Sunday, January 6, 2008

The Story Behind Harry's War

Harry Baxter was an ordinary man who lived through extraordinary times. He joined the Army in 1914, aged eighteen becoming a Sergeant in the Lincolnshire Regiment. He ended the war as an adjutant in the Royal Engineers and received the Military Medal. With the war over he returned home to Grimsby and, during the inter war years, he established a successful fish merchant business. He represented Lincolnshire at hockey and married Pearl in 1933.

At the outbreak of World War II Harry Baxter’s pride, patriotic spirit and sense of duty led him to volunteer for military service. He was too old for combat operations, but was appointed Adjutant of 219 Squadron at RAF Catterick.

His discipline, efficiency and hard work were soon evident and during the course of the war he received several promotions, culminating with him being made Commanding Officer of RAF West Malling in 1945. Remarkably he kept a diary throughout the war, and its even more remarkable that it has survived that provides an intimate record of Harry’s War - both professionally and personally.

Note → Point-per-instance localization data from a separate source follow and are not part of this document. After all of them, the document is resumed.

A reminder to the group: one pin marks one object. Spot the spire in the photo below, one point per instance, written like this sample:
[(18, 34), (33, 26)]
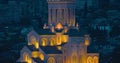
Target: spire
[(85, 9)]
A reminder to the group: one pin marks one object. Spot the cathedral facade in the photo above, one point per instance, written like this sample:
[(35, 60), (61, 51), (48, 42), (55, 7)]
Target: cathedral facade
[(60, 40)]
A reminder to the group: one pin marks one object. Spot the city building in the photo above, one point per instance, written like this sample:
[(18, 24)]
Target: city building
[(60, 40)]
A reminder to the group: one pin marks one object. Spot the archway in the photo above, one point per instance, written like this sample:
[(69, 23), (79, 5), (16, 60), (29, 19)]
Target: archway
[(43, 41), (95, 59)]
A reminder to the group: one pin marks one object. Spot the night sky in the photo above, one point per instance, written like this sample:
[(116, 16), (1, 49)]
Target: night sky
[(98, 18)]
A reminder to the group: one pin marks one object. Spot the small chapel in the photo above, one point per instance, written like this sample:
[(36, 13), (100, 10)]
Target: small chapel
[(60, 40)]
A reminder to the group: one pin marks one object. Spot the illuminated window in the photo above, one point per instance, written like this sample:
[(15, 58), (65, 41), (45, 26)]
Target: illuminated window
[(59, 26), (33, 38), (51, 60), (26, 58), (41, 56), (44, 41), (74, 59), (33, 41), (89, 60), (95, 59)]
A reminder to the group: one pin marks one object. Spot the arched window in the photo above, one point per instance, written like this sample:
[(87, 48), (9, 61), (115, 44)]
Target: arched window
[(89, 60), (51, 60), (52, 42), (33, 41), (95, 59), (44, 41), (41, 56)]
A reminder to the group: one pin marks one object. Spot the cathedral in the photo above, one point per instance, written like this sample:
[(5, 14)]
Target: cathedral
[(60, 40)]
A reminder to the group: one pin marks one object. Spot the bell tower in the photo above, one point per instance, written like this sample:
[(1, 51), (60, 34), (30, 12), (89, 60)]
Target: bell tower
[(61, 11)]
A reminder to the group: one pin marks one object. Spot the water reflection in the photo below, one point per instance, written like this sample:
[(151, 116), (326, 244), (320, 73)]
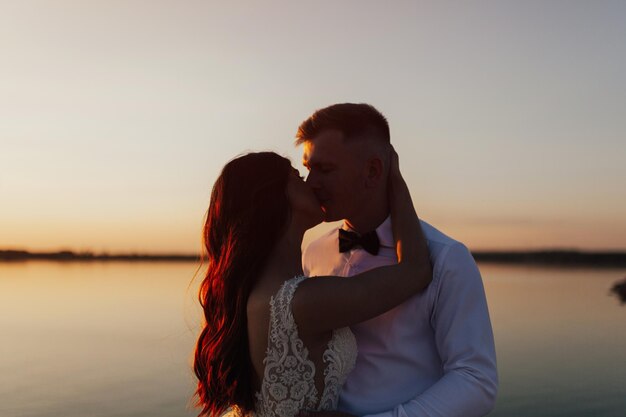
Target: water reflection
[(619, 289)]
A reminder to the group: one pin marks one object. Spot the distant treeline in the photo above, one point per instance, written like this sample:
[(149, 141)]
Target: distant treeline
[(539, 257), (69, 256), (554, 257)]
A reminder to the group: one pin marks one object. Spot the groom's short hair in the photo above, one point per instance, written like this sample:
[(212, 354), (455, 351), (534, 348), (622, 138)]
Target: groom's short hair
[(353, 120)]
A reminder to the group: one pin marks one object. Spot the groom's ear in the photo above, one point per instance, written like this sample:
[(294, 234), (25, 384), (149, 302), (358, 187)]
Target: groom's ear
[(374, 174)]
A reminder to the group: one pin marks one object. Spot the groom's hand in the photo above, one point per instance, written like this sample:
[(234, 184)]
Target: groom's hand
[(324, 414)]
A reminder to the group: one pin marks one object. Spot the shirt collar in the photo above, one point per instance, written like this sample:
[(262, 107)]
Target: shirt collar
[(384, 232)]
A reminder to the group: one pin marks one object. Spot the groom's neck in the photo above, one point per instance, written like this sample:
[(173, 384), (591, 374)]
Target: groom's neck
[(369, 218)]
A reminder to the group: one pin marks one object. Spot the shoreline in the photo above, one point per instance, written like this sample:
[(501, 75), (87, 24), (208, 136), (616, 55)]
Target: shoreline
[(552, 257)]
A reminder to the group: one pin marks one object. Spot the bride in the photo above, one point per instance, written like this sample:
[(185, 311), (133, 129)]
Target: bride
[(273, 342)]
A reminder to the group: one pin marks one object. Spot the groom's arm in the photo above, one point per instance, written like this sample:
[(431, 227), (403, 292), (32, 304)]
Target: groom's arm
[(465, 344)]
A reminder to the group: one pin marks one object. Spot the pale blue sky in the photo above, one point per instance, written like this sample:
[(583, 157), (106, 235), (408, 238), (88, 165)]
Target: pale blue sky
[(116, 116)]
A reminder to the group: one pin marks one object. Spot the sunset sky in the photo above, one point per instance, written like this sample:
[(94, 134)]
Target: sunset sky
[(116, 116)]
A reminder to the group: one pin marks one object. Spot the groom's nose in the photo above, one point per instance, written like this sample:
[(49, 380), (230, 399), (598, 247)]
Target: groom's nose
[(312, 179)]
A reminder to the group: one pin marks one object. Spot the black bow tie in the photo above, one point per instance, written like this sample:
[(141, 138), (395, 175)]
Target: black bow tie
[(368, 241)]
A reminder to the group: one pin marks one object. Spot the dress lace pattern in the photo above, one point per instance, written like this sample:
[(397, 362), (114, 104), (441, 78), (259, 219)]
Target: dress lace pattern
[(288, 384)]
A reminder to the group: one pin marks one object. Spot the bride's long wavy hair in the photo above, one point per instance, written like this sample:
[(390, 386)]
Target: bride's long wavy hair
[(247, 215)]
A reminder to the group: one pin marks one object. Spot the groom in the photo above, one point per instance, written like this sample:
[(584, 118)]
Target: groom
[(433, 355)]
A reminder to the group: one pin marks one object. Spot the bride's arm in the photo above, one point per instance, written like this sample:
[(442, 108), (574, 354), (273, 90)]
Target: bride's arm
[(325, 303)]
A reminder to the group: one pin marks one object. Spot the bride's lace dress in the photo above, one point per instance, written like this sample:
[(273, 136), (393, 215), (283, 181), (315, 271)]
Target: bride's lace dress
[(288, 382)]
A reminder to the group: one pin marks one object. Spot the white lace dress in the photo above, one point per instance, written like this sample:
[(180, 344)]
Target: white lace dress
[(288, 382)]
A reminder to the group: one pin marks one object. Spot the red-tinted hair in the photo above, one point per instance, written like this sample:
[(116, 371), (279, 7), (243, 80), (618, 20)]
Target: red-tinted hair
[(247, 215), (354, 120)]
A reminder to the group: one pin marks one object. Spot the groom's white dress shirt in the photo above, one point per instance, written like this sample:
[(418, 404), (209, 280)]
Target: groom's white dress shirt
[(431, 356)]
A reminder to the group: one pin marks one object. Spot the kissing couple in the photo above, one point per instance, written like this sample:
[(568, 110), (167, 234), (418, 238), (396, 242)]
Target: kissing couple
[(384, 316)]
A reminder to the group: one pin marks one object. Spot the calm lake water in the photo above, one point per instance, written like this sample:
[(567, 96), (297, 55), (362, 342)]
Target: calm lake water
[(115, 339)]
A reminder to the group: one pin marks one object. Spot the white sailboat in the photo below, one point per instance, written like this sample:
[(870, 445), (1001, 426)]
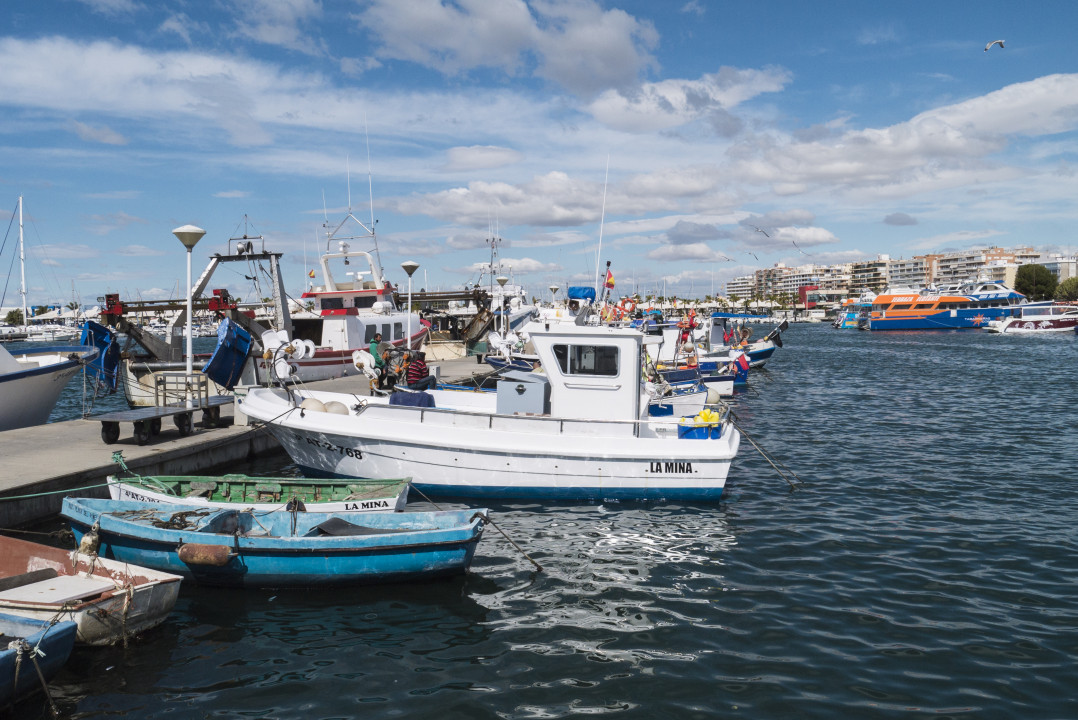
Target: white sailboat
[(31, 379)]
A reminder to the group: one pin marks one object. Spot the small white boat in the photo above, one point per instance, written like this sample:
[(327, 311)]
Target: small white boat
[(578, 430), (31, 382), (1037, 318), (108, 599)]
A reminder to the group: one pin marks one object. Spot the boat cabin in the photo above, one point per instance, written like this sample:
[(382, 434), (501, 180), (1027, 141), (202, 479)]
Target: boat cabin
[(594, 371)]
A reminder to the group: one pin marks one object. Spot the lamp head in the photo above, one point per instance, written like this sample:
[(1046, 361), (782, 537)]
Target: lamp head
[(189, 235)]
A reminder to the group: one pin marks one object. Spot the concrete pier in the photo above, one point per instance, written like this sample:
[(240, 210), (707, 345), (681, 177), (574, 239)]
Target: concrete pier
[(49, 461)]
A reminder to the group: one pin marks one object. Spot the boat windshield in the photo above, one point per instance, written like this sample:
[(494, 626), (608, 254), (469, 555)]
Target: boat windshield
[(586, 359)]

Much of the war was relatively routine for Harry; his role was to keep things running back at base while the young men in his squadron were away ‘having fun’ as he puts it. Harry’s diary reveals a perfectionist, a patriot, and a disciplinarian. Highs and lows in his sometimes stormy marriage are recorded, the arrival of his daughter, periods of separation and moments of despair. Results of hockey matches and the bag size from a day’s shooting are noted with equal weight to Germany surrendering. Seemingly endless socialising and drinking reveal how crucial such outlets were to maintaining morale.

The diary introduces an utterly unflappable character who experienced bombs falling just yards from where he stood, an office reduced to rubble and a friend shot dead beside him in his car, while much of his time was filled with the daily grind; it was people like Harry who won the war.

His diary is a unique insight into the realities of life during World War II as well as a fascinating portrait of one man’s character and war.